Todos hemos deseado algo alguna vez. Todos deseamos continuamente, aunque sean pequeños anhelos que vayan sucediéndose a lo largo del día y que componen nuestro particular panel de esperanzas en expectativa. Es estado de deseo es un momento productivo porque genera ilusión y entrega de los propósitos hacia lo deseado.
El deseo es una petición, al fin y al cabo. Una solicitud que desde el interior lanzamos al aire para que alguien o algo la recojan. Hay que saber pedir, sin embargo. No podemos desear en negativo. No podemos pedir desde la desesperanza de no conseguir. Ni podemos lanzar con vehemencia lo que deseamos desde la absoluta convicción de que no es para nosotros.

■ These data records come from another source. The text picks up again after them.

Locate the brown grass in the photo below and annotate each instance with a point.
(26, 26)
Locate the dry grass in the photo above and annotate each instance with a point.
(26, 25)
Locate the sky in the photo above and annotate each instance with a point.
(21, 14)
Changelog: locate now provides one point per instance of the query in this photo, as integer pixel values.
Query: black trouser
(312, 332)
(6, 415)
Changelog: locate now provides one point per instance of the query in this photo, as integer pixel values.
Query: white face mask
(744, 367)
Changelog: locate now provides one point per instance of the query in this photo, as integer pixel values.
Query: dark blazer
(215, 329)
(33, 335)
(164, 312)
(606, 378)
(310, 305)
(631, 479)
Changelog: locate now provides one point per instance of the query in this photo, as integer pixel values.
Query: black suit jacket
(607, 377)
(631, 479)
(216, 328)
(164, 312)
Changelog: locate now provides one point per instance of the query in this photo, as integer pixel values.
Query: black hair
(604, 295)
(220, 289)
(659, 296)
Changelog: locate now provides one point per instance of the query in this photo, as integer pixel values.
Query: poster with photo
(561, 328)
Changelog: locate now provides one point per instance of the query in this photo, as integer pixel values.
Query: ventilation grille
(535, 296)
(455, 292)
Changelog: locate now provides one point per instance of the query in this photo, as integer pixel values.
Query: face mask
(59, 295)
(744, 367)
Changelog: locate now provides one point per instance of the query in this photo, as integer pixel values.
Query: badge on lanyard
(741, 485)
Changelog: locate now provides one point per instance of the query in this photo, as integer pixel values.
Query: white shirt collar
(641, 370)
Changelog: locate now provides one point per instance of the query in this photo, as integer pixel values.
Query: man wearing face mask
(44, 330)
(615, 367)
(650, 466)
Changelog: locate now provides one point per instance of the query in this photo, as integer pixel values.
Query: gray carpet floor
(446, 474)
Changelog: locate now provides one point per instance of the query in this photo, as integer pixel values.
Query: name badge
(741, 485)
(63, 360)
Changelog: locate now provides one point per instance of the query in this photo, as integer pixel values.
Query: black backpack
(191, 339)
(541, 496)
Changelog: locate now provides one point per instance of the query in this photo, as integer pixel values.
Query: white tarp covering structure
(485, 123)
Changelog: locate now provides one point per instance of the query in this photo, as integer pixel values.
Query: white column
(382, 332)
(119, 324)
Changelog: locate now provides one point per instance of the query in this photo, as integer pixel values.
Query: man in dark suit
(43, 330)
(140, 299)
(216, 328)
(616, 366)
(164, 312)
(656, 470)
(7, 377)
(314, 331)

Si queremos algo de verdad, debemos quererlo desde el centro más diametral del corazón. Ahí, en el medio de la fuerza centrífuga que lo mueve, debe estar la petición. Libre de cualquier rasgo negativo, protegida de las desesperanzas y de las creencias de imposibilidad para su conquista.
Hemos de creer en que somos merecedores de lo que pedimos y advertir que nos va a llegar sin sentirlo, como un regalo del universo surgido de la simbiosis de éste con nuestra necesidad.
No olvidemos nunca agradecer…y hacerlo antes de que la concesión sea hecha porque solo la posibilidad de realizarla, desde la salud o la enfermedad, desde el amor o el desamor, desde la sabiduría o la ignorancia, desde el bien o el mal…en realidad, desde cualquier posición, estamos aquí, en la vida, gozando de esta maravillosa experiencia que a veces duele y otras nos eleva a las alturas.
Los deseos se cumplen siempre. Pero siempre que se pidan con absoluta fe en que va a suceder. Sin ponerle tiempo al cosmos, sin determinar día ni hora, sin fijar coordenadas que limiten la magia del suceso.
Todos los días repaso mi lista de deseos y de todos ellos me quedo con uno, el más importante y significativo, el que pueda elevar mi felicidad interior para poder proyectarme en los demás con mayor luz.
Estoy segura que llegará. Os lo diré.